Ama Birleşmiş Milletler, 1948 yılından beri, imza attığı temel prensiplere asla riayet etmedi.
Hiçbir sorunu çözmedi. Hiçbir ülkede etkili olmadı.
Çünkü Birleşmiş Milletlerin bütün masraflarını Amerika karşıladı.
Hatta ABD başkanı küçük Bush, 'isterseniz Birleşmiş Milletleri kapatayım' dedi.
***
Birleşmiş Milletler kurulduğundan beri,
İlk defa bir lider, 'Dünya beşten büyüktür' dedi.
Bu beş ülke, birleşmiş milletler güvenlik konseyinin daimi üyeleridir.
Bu ülkeler içinde hiç İslam ülkesi yoktur.
Çünkü bütün İslam ülkeleri Emperyalistler tarafından, aç, sefil ve fakir bırakılmışlardır.
Bu ülkelerin başına, daima kendi gizli teşkilatlarına bağlı kişileri oturtmuşlardır.
Bu yolla daima, onların yer altı, yer üstü kaynaklarına el koymuşlar,
Onlarda, hiçbir suretle, kendilerine karşı gelecek takat bırakmamışlardır.
Yani hep, Efendi-köle muamelesi yapmışlardır. Tıpkı Osmanlıya yaptıkları gibi…
***
Birleşmiş milletlerin bu yapısına, hiçbir ülke muhalefet edemedi.
Hiçbir ülke itiraz edemedi. Çünkü bütün askeri ve siyasi güç ABD nin elinde idi.
ABD de; PENTAGON un yani CFR nin kontrolündedir.
Bu yapıya karşı gelmek için, ülkelerin elinde askeri güç olması gerekir.
Bu bakımdan Rusya bile, pek emperyalizme baş kaldıramadı.

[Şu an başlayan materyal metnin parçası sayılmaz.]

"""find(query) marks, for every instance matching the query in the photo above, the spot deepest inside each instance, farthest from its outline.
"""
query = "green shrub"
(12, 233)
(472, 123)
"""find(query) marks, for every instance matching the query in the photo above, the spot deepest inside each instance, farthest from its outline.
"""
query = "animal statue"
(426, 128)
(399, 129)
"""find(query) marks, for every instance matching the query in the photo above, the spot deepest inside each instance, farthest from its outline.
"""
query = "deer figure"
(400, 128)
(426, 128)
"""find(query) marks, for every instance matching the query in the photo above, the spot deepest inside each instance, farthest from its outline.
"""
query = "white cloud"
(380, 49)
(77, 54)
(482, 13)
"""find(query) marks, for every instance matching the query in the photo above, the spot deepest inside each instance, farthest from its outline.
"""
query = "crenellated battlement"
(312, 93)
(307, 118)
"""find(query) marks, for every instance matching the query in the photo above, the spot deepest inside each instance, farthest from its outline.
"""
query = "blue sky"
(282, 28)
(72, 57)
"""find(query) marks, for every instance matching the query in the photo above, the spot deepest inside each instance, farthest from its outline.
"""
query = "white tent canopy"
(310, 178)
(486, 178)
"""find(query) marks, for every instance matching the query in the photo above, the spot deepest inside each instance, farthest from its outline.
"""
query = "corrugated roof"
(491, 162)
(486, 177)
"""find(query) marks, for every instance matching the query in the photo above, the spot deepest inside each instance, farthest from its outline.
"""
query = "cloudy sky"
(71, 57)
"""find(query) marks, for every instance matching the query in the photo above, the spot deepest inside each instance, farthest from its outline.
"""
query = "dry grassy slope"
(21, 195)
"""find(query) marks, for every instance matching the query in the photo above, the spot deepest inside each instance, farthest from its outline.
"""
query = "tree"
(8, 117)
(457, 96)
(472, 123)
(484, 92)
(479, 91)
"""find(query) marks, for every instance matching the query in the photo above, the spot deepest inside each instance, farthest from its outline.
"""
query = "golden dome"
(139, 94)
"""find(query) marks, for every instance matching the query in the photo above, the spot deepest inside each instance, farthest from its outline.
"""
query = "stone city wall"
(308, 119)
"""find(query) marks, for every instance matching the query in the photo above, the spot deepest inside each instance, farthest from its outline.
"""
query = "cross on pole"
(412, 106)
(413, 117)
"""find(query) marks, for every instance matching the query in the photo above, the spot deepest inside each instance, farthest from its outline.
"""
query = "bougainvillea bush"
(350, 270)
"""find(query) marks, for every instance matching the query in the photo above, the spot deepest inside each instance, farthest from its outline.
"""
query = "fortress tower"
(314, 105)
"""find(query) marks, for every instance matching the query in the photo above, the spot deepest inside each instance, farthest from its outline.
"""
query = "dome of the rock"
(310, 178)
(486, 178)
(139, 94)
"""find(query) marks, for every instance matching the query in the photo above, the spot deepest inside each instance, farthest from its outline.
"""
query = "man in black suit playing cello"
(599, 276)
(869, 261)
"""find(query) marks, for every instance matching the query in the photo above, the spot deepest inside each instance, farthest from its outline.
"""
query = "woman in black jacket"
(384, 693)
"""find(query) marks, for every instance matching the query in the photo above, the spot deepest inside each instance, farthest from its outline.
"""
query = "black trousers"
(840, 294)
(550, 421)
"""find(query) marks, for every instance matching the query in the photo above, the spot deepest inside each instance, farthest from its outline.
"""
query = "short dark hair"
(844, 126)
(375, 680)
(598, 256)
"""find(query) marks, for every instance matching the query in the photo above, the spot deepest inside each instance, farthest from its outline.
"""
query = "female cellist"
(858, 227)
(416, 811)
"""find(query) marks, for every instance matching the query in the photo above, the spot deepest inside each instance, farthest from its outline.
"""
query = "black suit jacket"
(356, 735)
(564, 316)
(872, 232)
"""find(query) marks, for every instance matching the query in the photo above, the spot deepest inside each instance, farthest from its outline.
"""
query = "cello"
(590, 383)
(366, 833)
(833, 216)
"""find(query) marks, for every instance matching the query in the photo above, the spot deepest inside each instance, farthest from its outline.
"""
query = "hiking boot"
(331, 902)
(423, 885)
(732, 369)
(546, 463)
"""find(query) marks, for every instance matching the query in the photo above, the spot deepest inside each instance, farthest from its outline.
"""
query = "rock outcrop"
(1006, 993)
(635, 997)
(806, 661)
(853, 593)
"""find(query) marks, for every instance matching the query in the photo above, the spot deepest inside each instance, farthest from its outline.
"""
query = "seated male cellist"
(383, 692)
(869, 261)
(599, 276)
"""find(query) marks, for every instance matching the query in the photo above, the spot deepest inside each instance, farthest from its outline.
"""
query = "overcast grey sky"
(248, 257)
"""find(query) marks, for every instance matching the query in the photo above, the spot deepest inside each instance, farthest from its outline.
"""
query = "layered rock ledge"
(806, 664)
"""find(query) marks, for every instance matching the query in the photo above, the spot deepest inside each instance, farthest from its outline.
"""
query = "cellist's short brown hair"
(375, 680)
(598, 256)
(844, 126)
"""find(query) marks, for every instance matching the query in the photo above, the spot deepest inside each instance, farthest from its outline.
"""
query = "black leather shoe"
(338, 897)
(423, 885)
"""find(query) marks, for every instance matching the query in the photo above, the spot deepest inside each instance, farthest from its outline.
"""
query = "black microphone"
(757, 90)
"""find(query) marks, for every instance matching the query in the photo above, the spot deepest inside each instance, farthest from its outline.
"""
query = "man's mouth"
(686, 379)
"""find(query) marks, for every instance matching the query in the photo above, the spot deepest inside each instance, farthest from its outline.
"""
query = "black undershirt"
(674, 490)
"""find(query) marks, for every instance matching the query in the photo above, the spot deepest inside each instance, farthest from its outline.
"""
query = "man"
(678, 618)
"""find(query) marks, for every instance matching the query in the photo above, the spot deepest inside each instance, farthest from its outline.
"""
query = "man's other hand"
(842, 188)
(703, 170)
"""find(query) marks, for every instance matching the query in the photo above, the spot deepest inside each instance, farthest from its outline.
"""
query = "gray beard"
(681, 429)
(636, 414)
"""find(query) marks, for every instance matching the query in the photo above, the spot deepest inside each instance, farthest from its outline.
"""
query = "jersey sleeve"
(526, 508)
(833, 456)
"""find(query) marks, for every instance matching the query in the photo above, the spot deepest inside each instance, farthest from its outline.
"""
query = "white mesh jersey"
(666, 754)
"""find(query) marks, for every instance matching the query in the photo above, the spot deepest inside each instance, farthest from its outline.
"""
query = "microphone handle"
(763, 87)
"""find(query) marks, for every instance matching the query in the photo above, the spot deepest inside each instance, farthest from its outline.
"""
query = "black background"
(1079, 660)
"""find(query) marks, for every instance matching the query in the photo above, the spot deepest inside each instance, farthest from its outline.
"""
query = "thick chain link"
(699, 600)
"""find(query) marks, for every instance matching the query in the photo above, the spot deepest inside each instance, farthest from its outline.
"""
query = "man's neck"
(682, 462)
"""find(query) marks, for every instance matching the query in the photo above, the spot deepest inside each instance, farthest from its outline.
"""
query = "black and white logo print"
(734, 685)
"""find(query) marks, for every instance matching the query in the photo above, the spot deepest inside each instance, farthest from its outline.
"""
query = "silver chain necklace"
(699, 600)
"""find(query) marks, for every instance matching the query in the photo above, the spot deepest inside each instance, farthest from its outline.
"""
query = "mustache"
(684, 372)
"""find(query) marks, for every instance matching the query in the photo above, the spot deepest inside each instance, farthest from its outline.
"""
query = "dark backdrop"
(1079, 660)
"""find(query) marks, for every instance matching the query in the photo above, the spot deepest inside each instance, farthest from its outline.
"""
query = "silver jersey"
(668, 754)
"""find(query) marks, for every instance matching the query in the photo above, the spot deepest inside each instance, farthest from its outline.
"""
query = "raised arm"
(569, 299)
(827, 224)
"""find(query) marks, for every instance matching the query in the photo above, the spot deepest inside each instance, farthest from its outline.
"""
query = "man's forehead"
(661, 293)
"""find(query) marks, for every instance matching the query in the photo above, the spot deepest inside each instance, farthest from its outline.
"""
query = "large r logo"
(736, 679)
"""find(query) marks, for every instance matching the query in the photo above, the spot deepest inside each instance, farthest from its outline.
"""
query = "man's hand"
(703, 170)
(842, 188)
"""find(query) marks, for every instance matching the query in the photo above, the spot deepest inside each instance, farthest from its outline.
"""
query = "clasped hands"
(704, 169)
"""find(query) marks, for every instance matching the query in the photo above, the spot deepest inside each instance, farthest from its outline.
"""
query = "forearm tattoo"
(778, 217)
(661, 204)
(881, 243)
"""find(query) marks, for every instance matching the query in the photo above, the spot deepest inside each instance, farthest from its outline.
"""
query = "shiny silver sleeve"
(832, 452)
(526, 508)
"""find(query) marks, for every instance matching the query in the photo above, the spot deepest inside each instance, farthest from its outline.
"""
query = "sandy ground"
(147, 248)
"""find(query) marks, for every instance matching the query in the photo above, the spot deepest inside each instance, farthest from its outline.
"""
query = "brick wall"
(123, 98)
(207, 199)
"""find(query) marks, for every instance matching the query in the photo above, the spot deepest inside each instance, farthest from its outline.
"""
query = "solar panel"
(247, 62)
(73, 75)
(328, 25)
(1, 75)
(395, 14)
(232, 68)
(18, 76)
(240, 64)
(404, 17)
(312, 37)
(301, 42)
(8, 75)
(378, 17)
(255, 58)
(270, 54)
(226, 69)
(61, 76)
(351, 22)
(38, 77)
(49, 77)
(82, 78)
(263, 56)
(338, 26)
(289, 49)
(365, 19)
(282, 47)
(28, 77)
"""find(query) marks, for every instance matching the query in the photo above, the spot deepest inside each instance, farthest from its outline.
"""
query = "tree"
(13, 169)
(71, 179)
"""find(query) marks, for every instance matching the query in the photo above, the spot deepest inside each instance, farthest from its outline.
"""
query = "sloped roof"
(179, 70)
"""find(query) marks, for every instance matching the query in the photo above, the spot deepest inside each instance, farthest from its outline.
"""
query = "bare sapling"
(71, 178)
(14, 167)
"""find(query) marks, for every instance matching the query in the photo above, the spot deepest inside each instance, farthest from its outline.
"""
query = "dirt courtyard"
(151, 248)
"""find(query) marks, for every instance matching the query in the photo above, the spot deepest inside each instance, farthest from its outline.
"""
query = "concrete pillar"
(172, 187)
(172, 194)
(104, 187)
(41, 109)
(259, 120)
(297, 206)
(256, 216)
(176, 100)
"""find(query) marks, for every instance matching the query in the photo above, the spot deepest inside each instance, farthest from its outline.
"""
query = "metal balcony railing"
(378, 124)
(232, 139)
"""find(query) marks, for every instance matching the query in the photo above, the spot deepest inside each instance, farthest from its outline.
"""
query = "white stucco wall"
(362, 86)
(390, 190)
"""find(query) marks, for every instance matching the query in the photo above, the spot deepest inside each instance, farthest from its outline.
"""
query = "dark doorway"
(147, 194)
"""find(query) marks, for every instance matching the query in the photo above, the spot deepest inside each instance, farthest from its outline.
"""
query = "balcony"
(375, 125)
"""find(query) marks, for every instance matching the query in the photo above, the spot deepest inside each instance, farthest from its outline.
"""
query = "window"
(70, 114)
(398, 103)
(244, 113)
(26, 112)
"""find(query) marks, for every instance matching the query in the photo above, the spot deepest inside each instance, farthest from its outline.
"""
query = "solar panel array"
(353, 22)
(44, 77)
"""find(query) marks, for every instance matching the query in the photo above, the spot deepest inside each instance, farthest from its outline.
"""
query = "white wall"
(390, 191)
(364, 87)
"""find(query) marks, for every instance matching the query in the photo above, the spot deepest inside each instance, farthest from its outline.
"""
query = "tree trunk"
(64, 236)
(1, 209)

Erdoğan'ın 'Dünya 5 ten büyüktür' sloganını destekledi.
Çünkü, Çin ve Rusya bile bu emperyalist güce itiraz edemedi.
Şu anda Rusya'yı bataklığa çektiler, çırpınıp duruyor.
Son Birleşmiş Milletler genel kurul zirvesinde, Zelenski bile,
Güvenlik Konseyinin yetersizliğinden şikayet etti.
Çünkü Birleşmiş milletlerin, ne İnsan hakları, ne hukukun üstünlüğü,
Ne de demokrasi diye bir derdi yok.
Bütün bu değerleri istismar ve yeni sömürü düzeni için bir aracı olarak kullanmaktadır.
Zaten Amerika kızdığı ülkelere, 'Canımı sıkma! Yoksa demokrasi getiririm ha!' diye tehdit etmektedir.
***
Peki; Sayın Erdoğan'ın emperyalizme açık baş kaldırışı boşta mı kalacak? Elbette hayır!
Dünyanın statükosu, gittikçe Erdoğan'ı haklı çıkarmaktadır.
Güney Amerika ülkeleri, Afrika ülkeleri, Rusya, Çin, Türk ve İslam ülkeleri,
Yeni bir cephe oluşturacak gibi görünmektedir.
Bu bakımdan, Türkiye; bir Cihan devleti olma yolunda ilerlemektedir.